Mercredi 6 décembre 1995, la Conférence internationale a en outre élu en séance p lénière une nouvelle Commission permanente, qui comprend deux représentants du CICR (son Président et son Directeur des Principes et du Droit), deux représentants de la Fédération internationale (son Président et son Secrétaire général), ainsi que cinq membres élus à titre personnel.

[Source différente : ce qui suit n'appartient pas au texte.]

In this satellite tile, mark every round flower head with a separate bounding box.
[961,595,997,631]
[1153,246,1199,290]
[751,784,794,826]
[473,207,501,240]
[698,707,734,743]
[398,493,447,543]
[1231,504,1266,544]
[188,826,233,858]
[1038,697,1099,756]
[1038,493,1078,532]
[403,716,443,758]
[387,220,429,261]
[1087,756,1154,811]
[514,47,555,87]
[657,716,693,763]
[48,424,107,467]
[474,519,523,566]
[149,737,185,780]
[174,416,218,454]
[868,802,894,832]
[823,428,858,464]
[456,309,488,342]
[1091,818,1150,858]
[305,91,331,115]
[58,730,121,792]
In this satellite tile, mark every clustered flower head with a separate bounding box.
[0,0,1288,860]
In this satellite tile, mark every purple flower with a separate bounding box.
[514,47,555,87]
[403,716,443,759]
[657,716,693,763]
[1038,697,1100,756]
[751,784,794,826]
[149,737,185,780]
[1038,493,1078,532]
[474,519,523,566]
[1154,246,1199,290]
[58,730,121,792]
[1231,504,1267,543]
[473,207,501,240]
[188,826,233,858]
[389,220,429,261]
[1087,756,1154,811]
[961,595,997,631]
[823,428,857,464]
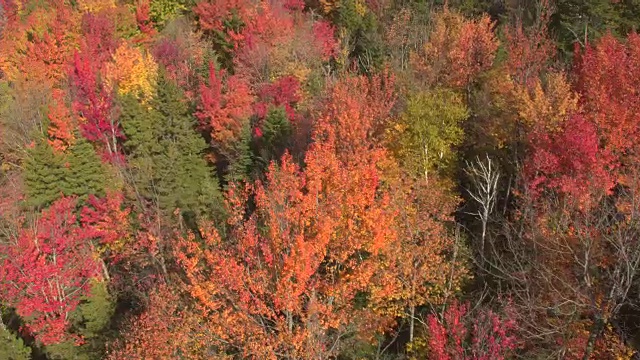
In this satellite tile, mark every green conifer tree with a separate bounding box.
[0,321,31,360]
[120,74,222,219]
[24,135,106,208]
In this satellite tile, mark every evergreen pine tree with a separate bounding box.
[24,136,106,208]
[24,140,67,208]
[64,136,106,200]
[0,322,31,360]
[45,280,115,360]
[120,74,222,219]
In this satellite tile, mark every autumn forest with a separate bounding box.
[0,0,640,360]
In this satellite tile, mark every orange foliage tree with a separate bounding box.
[412,8,499,88]
[172,75,408,359]
[107,284,208,360]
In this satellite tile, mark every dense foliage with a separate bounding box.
[0,0,640,360]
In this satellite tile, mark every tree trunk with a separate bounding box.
[409,305,416,342]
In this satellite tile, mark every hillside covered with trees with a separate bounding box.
[0,0,640,360]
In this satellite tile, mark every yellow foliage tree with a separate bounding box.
[106,42,158,101]
[78,0,116,13]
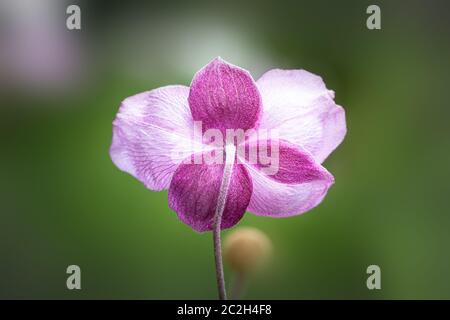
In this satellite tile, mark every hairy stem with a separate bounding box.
[213,145,236,300]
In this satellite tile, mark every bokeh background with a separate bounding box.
[0,0,450,299]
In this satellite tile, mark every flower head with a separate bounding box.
[110,58,346,232]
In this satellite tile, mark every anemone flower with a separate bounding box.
[110,58,346,299]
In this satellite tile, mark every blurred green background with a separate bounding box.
[0,0,450,299]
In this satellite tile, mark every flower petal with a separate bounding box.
[189,58,261,134]
[239,140,334,217]
[169,155,252,232]
[110,86,203,191]
[257,69,347,163]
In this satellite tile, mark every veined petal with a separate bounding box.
[240,140,334,217]
[189,58,261,134]
[257,69,347,163]
[169,155,252,232]
[110,86,203,191]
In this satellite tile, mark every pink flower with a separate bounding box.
[110,58,346,231]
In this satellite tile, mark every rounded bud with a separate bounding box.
[224,227,272,273]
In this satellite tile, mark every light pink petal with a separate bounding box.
[239,140,334,217]
[169,153,252,232]
[257,69,347,163]
[110,86,202,191]
[189,58,261,134]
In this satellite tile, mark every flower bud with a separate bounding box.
[224,227,272,273]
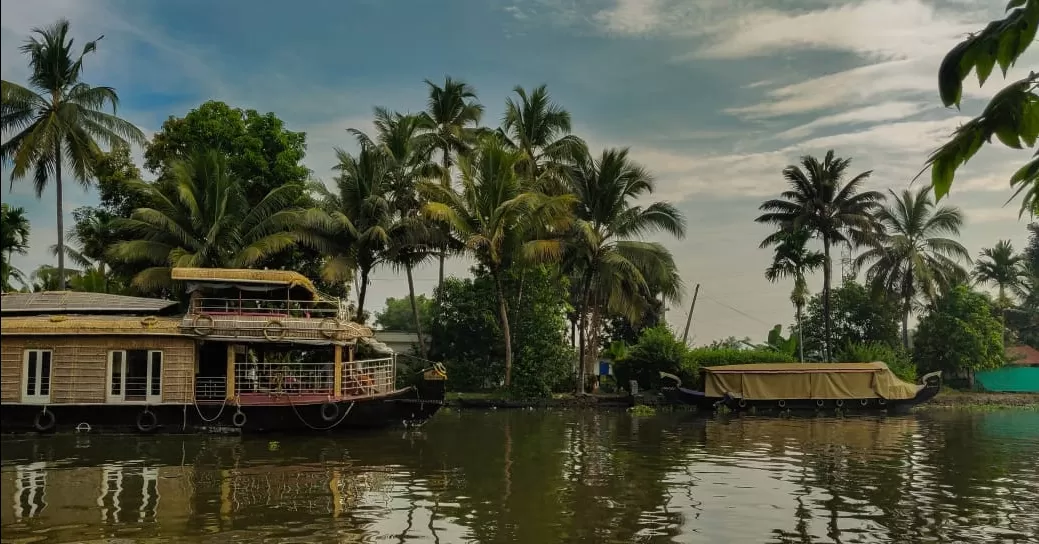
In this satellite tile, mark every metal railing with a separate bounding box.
[343,357,397,397]
[195,376,228,401]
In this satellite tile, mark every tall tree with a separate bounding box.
[765,229,825,362]
[312,136,393,323]
[567,148,686,391]
[921,0,1039,216]
[425,76,483,287]
[420,137,575,387]
[0,19,144,289]
[852,187,970,350]
[974,240,1029,334]
[0,202,29,291]
[501,85,587,184]
[756,149,884,361]
[108,149,313,292]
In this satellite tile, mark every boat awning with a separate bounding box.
[703,362,922,401]
[169,268,321,300]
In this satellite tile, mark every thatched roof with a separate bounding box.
[0,291,178,321]
[169,268,320,299]
[0,315,181,336]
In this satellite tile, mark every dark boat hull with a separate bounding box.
[0,382,444,434]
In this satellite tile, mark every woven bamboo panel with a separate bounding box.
[0,336,195,404]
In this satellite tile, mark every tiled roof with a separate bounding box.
[0,291,178,316]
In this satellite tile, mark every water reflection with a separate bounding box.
[0,411,1039,543]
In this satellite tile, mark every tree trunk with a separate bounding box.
[823,236,833,362]
[54,141,65,291]
[495,273,512,389]
[353,269,368,325]
[404,265,429,359]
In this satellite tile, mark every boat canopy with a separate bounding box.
[702,362,923,401]
[169,267,322,300]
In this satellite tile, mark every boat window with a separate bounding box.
[108,350,162,403]
[22,350,52,403]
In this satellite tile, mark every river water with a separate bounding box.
[0,410,1039,544]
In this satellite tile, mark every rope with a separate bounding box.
[195,397,228,424]
[286,397,356,431]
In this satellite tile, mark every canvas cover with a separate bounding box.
[703,362,923,401]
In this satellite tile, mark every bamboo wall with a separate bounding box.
[0,335,195,404]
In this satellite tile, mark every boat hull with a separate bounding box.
[0,382,444,434]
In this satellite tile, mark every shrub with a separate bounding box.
[836,342,916,382]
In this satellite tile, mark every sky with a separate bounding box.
[0,0,1039,344]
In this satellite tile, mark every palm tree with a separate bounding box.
[500,85,587,188]
[311,136,393,323]
[0,202,29,291]
[974,240,1030,336]
[420,137,575,387]
[765,229,826,362]
[852,187,970,350]
[755,149,884,361]
[567,148,686,391]
[425,76,483,287]
[107,151,313,292]
[0,19,144,289]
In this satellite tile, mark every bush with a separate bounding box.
[836,342,916,382]
[689,348,797,366]
[614,325,698,389]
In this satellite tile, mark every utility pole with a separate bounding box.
[682,283,700,344]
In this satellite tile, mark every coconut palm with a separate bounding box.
[107,151,313,292]
[500,85,587,184]
[0,202,29,291]
[755,149,884,361]
[420,137,575,387]
[0,19,144,289]
[311,137,393,323]
[765,229,826,362]
[425,76,483,285]
[566,148,686,391]
[852,187,970,350]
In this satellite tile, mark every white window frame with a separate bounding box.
[105,350,166,404]
[21,348,54,404]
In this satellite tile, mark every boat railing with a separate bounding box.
[195,376,228,401]
[342,357,397,397]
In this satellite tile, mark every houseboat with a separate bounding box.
[0,268,447,433]
[661,361,941,411]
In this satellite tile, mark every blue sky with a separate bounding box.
[0,0,1039,343]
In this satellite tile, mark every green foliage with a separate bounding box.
[689,348,797,368]
[144,101,310,206]
[928,0,1039,215]
[803,279,902,360]
[913,285,1006,372]
[613,325,697,389]
[837,342,916,383]
[430,267,575,398]
[375,295,433,332]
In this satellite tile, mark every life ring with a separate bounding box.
[320,318,340,338]
[32,407,57,433]
[137,408,159,433]
[263,319,285,342]
[321,403,339,423]
[191,314,213,336]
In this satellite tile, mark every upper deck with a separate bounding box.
[171,268,372,345]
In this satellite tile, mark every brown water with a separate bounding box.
[0,411,1039,544]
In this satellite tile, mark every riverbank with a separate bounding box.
[444,388,1039,410]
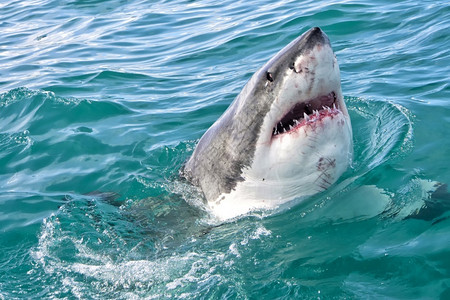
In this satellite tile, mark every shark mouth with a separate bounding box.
[272,92,339,136]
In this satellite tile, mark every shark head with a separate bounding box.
[183,27,353,219]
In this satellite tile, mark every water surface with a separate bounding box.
[0,0,450,299]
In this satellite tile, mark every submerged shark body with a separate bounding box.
[182,27,353,219]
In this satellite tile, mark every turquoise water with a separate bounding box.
[0,0,450,299]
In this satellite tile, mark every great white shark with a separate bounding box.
[181,27,353,219]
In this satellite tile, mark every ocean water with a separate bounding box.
[0,0,450,299]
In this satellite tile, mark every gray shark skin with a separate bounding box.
[181,27,352,218]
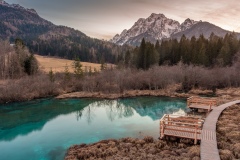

S'agissant de ces derniers, les personnes suivantes ont été choisies parmi un total de 13 candidats: S.A.R. la princesse Margriet des Pays-Bas (Croix-Rouge néerlandaise), Mme Christina Magnuson (Croix-Rouge suédoise), M. Guillermo Rueda Montana (Croix-Rouge colombienne), M. Tadateru Konoe (Croix-Rouge du Japon) et M. Byron Ruben Hove (Croix-Rouge du Zimbabwe). La Commission permanente a désigné S.A.R. la princesse Margriet au poste de Présidente et M. Byron Hove au poste de Vice-Président. Au nombre des tâches de la Commission figure celle d'établir l'ordre du jour et le programme provisoire de la Conférence internationale. Elle a également pour mission de promouvoir l'harmonie au sein du Mouvement et, à ce titre, d'encourager la coopération parmi ses diverses composantes.